Backing Gandhi's claims of large-scale manipulation in the 2024 Lok Sabha polls, Tharoor termed the allegations "Serious questions which must be seriously addressed."
Here's What Tharoor Said
Taking to X, the senior MP wrote, "Our democracy is too precious to allow its credibility to be destroyed by incompetence, carelessness or worse, deliberate tampering." He also urged the ECI to respond transparently and "clear the air."
Tharoor's endorsement of the party’s official line comes after a phase of uneasy relations with Congress leadership. His recent praise for Prime Minister Narendra Modi and sharp critiques of the Emergency period had distanced him from the central leadership, a fact BJP repeatedly highlighted to needle the Congress.
Have a look at his entire statement here:
Gandhi Alleges EC-BJP Nexus
Gandhi's press briefing triggered a political storm, after he accused the EC of colluding with the BJP to engineer a "choreographed" election. Calling it a "huge criminal fraud," Gandhi claimed that machine-level manipulation had taken place, most notably in Karnataka's Mahadevpura assembly segment.
He alleged the BJP gained an "inflated lead of 1,14,046 votes" in the area, helping it clinch the Bengaluru Central seat by just over 32,000 votes, despite Congress reportedly leading in most other segments.

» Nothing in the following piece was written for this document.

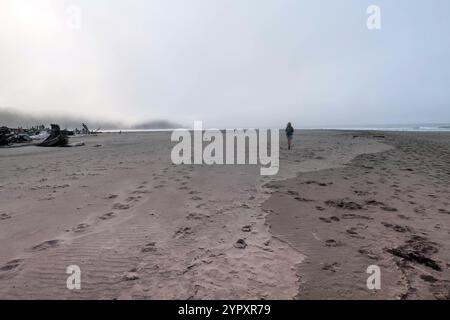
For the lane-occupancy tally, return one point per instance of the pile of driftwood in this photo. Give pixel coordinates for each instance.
(57, 137)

Demanding access to machine-readable voter data from the last 10–15 years and CCTV footage from polling stations, Gandhi said, "If the EC does not give us machine-readable data for the past 10-15 years and the CCTV footage, they are partaking in the crime."
BJP Dismisses Charges
The BJP hit back, rubbishing Gandhi's remarks as "bogus claims" and accusing him of "insulting voters."
The ruling party said that the allegations were born out of "frustration and anger" over the Congress's repeated electoral failures, adding that voters would continue to reject such "irresponsible and shameless conduct."